Non tutta la digestione comporta la rottura dei prodotti. Alcune molecole essenziali e complesse sarebbero rovinate se si mescolassero con i succhi digestivi nello stomaco. Per esempio, la vitamina B12 è molto sensibile all'acido e, se venisse suddivisa nelle sue parti, non potrebbe assolvere il suo ruolo nel corpo. In questi casi avviene la digestione non distruttiva. Per la vitamina B12, una sostanza chimica in saliva chiamata aptocorrina si lega e protegge la molecola. Nel duodeno, il legame è suddiviso e la vitamina B12 si attacca al fattore intrinseco. Poi, una volta nell'ileo, dei recettori speciali portano le due molecole legate nel sangue.
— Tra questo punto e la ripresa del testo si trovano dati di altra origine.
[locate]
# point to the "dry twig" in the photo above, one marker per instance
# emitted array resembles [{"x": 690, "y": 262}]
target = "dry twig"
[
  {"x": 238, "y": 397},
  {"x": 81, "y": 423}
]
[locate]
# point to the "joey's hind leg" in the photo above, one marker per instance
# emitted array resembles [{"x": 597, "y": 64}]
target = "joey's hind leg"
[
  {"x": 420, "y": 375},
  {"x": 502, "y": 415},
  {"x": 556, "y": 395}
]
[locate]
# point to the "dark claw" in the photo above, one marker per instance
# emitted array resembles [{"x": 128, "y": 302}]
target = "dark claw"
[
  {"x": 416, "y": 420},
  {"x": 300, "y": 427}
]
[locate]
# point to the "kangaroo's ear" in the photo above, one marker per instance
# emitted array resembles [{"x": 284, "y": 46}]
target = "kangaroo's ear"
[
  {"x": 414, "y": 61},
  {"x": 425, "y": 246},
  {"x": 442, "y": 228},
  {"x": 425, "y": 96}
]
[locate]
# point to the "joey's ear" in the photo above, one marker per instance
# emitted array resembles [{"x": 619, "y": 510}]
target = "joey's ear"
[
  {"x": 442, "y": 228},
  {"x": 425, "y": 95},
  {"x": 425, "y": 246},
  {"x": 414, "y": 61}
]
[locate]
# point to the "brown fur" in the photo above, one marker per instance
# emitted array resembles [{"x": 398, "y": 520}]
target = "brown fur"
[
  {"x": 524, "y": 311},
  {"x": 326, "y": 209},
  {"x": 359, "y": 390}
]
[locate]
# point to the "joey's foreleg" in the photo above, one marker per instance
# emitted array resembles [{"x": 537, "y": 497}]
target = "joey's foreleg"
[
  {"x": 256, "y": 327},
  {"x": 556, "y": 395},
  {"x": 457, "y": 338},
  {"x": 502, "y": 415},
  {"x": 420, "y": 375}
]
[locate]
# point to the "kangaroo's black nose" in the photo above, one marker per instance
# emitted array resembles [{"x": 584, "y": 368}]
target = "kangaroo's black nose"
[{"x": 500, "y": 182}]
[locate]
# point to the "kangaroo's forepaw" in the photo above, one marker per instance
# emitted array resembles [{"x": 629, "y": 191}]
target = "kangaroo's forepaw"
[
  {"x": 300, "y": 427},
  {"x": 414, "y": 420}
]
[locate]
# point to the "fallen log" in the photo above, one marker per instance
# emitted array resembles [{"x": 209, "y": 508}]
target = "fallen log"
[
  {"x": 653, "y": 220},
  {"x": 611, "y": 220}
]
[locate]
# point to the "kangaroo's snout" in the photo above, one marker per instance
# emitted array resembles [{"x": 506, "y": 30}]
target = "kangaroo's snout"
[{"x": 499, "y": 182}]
La digestione è un processo complesso che richiede diversi organi per fare le mosse al momento giusto. Ad esempio, i giusti enzimi devono essere escreti nel posto giusto al momento giusto e nelle giuste quantità. Per contribuire ad organizzare questo sistema, sono coinvolti una serie di ormoni, fra cui: Gastrina: rilasciato nello stomaco, questo ormone stimola la produzione di acido cloridrico e pepsinogeno (una forma inattiva di pepsina). La gastrina è prodotta in risposta all'arrivo di cibo nello stomaco. Secretina: stimola la secrezione di bicarbonato per neutralizzare l'acido nel duodeno. Colecistochinina: presente anche nel duodeno, questo ormone stimola il pancreas per rilasciare gli enzimi e la cistifellea per liberare la bile. Peptide inibitore gastrico: diminuisce la rottura di sostanze nello stomaco e riduce la velocità con cui il cibo si svuota dallo stomaco. Innesca anche la secrezione dell'insulina. Motilina: stimola la produzione di pepsina e accelera la peristalsi.

A seconda dell'individuo e del tipo di cibo mangiato, la digestione, dalla bocca al bagno, dura dalle 24 alle 72 ore. Le feci sono i resti di cibo che non potevano essere assorbiti dall'intestino tenue, che è stato elaborato dai batteri nel grande intestino. Contiene batteri e alcune piccole quantità di prodotti metabolici, come la bile e la bilirubina (dalla rottura del sangue). Le feci possono variare in colore e possono avere consistenze diverse, da acquose a solide.

La digestione è complessa quanto è importante. La trasformazione del cibo in componenti utili coinvolge organi e sistemi multipli, una gamma di sostanze chimiche e un coordinamento impressionante. La strada di un hamburger messo in bocca è lunga e tortuosa.